# FreudFreud LM75R010 10-Inch by 30t TCG 5/8-Inch Arbor Glue Line Rip Saw Blade



## wndopdlr (Jan 28, 2009)

I have used nothing but Forrest blades for many years, but, having been given a job that will require a lot of ripping on 8/4, 6/4, and 4/4 very dry Red Oak, I decided to try out this blade. Other reviews and a recent article in a magazine gave me some comfort, but I remained skeptical. Forrest is a tough act to follow.

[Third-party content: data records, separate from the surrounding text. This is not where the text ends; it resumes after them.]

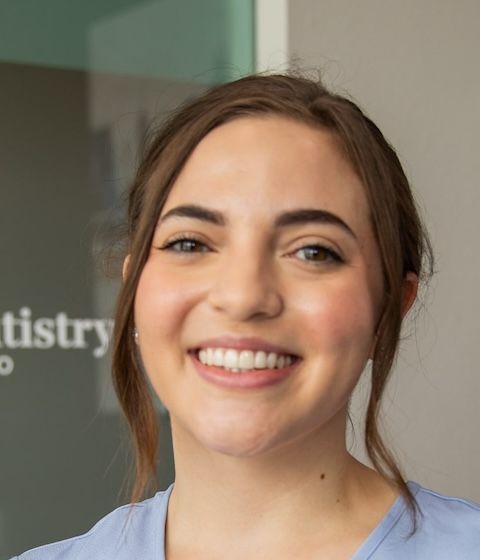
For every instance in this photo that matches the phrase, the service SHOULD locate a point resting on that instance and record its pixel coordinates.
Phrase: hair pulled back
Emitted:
(401, 238)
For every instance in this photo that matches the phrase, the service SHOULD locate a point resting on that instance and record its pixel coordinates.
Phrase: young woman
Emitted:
(274, 248)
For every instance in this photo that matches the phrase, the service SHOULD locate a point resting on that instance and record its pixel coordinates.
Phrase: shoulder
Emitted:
(131, 531)
(447, 528)
(448, 515)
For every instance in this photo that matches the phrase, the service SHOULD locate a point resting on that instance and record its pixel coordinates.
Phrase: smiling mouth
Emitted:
(244, 360)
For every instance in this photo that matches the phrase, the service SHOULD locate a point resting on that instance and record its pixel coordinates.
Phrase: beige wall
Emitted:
(414, 67)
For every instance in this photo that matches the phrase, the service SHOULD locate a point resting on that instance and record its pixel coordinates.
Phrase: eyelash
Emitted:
(332, 256)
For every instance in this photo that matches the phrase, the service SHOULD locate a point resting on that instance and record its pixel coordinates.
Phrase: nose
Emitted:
(246, 288)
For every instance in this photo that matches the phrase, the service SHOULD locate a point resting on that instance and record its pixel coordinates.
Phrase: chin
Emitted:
(237, 440)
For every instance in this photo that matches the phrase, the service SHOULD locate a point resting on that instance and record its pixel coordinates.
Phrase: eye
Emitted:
(318, 254)
(185, 244)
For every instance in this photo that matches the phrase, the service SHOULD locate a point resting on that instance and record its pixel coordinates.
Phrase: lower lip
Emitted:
(253, 379)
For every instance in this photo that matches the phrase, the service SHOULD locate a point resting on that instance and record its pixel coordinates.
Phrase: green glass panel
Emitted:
(209, 41)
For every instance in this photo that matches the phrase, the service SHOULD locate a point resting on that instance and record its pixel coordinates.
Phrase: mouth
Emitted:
(243, 361)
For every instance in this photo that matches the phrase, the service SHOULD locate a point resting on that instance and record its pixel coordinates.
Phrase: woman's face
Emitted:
(264, 247)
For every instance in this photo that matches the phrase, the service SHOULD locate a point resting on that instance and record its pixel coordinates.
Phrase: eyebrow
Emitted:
(298, 216)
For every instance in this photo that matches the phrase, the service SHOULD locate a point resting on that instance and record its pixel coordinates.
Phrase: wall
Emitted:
(414, 67)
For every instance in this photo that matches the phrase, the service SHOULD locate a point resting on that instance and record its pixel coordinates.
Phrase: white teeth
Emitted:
(271, 360)
(243, 360)
(230, 359)
(260, 360)
(218, 357)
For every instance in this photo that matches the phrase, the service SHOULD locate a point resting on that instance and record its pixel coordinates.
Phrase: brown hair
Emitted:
(402, 241)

Having now ripped all of the 8/4 RO, I can easily reccomend this blade. The cut is not quite as smooth as a Forrest, but is easily acceptable. There is no burning or marking, and I suspect that I will be able to glue up tops right from the saw without having to run the boards through a jointer.

The blade is almost half price of the Forrest, the plate is .0050 thinner, but the carbide is the same width . The carbide tip is considerably smaller, so the blade will not give the number of sharpenings of the Forrest, therefore, over the long haul, the money will probably be similar.

I will continue to use the Forrest blade as my "go to" blade because I don't have to switch it out between ripping and crosscutting, but for a big rippping job, this blade just makes sense.


----------



## haugerm (Nov 19, 2009)

thanks for the review. I've been thinking about this blade lately.


----------



## howarddavidp (Jun 12, 2012)

I have this blade. It does give me smooth cuts, ready to go right to glue.

I have left it on for this whole week, so I have been using it for everything, including crosscuts. No issues, I just cut a jewelry box in 1/2 for my wife with this blade, no chipping and it did better than expected.

I also used it to rip some wet pressure treated 2x4's into 1/3's the width side for making adirondack chair slats, it did this well. I did have to run the slats through the planer to even it out, but that was the fault of my fence and NOT the blade.

So, I would give a thumbs up, bought this online and got it real cheap.

Dave


----------